Saturday, May 8, 2010

What Next in the War on Terror?

They believe in a religion that is grounded in the 13th century.
If someone insults the pope, he doesn't send people out to kill you.
If you insult a Rabbi he doesn't send people out to blow you up.
These people do.
Their beliefs haven't evolved like Christianity and Judaism.
Those two are thousands of years old.
Islam is 700 years old.
A guy, usually a minority, gets drawn into or is a member of the community of Islam and typically is doing okay in America, then he has marital problems, and financial problems.
He gets depressed and wants to die, and rather than die a loser, he can die as a hero.
They convince themselves that they are acting as weapons of Islam.
We kill some Muslims in Afghanistan and they try to kill some of us.
Sometimes they use this as an excuse for their own failures .
Sometimes their frame of mind is, "They killed a hundred of us, in this or that village so we are going to kill a hundred of them."

We need to fight these Jihadi with power and vigor.
We have to be honest with each other, Islam, or at least a significant portion of it, has declared those who don't follow their religion to be the enemy.
They don't wish to be brought into the 21st Century, they think the 13th century was better.
They see influence with their atavistic religion as blasphemy.
Their beliefs codify oppression of Jews and Christians, and returning woman to the "good old days", when one could beat and rape his wife, and she was a slave.
That's the bottom line.
As you can plainly see in Afghanistan and Gaza, when this portion of Islam gains power they are brutal to the extreme.

To me, however, the most obvious crimes of these Islamic  Republican Governments or regimes is their treatment of women.

The religion is primitive
We have to fight them, but I do think one idea might help a little.
We should change our role in Afghanistan to where we are bombing less and causing less casualties.
We should, the civilized world, tell the Muslim countries that are brutalizing and enslaving women, that this is a crime, and we are not  going to tolerate it.
The burka is not a fashion statement, it is a sign if inferiority, a sign of submission.
In Afghanistan women are forced to wear burkas that cover them head to foot, with a small gauze outlet, so that a man can't get a good look at her eyes and be tempted to rape her.

Their have been women in Islamic countries that have been sentenced to be publicly whipped, after reporting a rape.
Because Islamic judges determined that the women in question seduced the rapist by, perhaps a glimpse of hair, or not having the gauze over her eyes, or dancing.

Some people have said to me, "Well, that's their custom, it's not up to us to make them change their customs."

If their customs allow them to brutalize woman and girls, and basically prevent a female from having any opportunities in life other than having babies on demand, and their customs allow men to beat women for whatever reason,
 We have every right in the world to interfere.
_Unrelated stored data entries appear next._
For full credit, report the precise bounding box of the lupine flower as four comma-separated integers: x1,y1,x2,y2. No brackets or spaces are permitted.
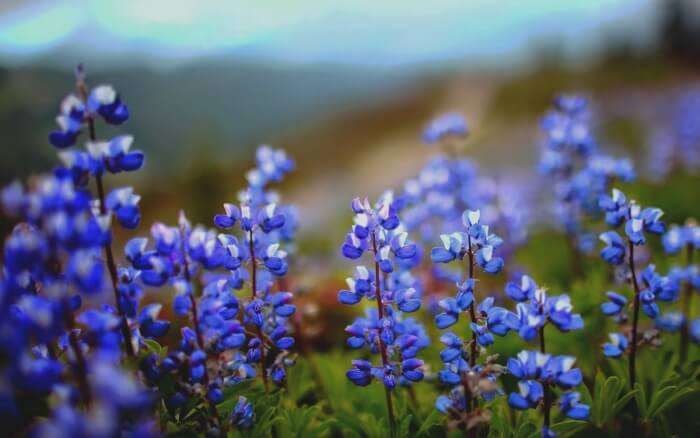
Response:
539,96,637,256
423,113,469,144
655,312,684,333
599,231,626,265
430,209,514,430
558,391,591,420
507,351,589,420
230,396,254,429
603,333,628,358
338,192,426,436
87,84,130,125
505,274,538,302
509,282,583,341
430,210,504,273
601,291,627,317
49,95,85,149
106,187,141,229
598,189,672,384
691,319,700,344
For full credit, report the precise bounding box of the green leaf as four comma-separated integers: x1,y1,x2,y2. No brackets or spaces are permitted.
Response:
645,384,677,419
647,387,696,419
416,409,442,437
550,420,588,435
142,338,165,356
633,383,647,417
611,388,638,417
600,376,622,423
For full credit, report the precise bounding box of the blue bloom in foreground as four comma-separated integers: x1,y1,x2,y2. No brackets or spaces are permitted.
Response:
602,333,628,358
338,193,426,390
230,396,254,429
507,351,589,422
We have the duty to interfere.
Women's groups in Afghanistan have ask for protection, what the military calls security.
      One important factor in our thinking should be a consideration of what the impact of casualties will be over time.
A certain amount of innocent people will be killed in any type of warfare, what is the impact of that going to be?
Imagine you are sitting at home, you haven't done anything harmful, and suddenly a missile crashes through your roof and wipes out half your family.
Then you walk up and down the street, and your neighbors homes have been bombed too.
People are killed and crippled all around you.
Then imagine the military shows up and says, "Well, we were after so and so, and to get to him we had to soften up this area. Sorry. It's for a good cause."
Or, "We shelled your house by mistake."
I'm just wondering, will we be creating as many terrorists as we kill?
I'm just wondering what the ratio would be, 10 terrorists for every innocent person we shell?
Less or more?

Afghanistan is asymmetrical warfare, we are not going to conquer the Radical Islamicists in the usual sense of the word.
What we may need to do in Afghanistan is change the focus of the mission from killing Taliban members to protecting the people of Afghanistan.
Afghanistan women's groups have asked for security, for protection of the schools where girls are learning, for the first time in their lives, many of them.
They have been told that we can't afford it, or in the words of one Congressman, "We expect you to take care of that yourselves."
If we were dealing directly with women's rights, at least the women of Afghanistan would support us.
Slavery is wrong, whether the slave is black or white or male or female.
The literal enslavement of women in Afghanistan  is a horror that goes unremarked upon for the most part.

I saw an interview with an Afghanistani woman recently, she had 8 kids, she didn't want anymore, but her husband did.
She was asked, "Who will make the decision?"
She pointed to her husband and said, "He does. We have no choice."
The  reporter, a woman, asked, "Do you know what rape is?"
The woman's eyes grew large, and she looked uncomprehending, "No." she answered, quietly.

This abuse of human beings should be stopped.
That should be the focus of our efforts in Afghanistan.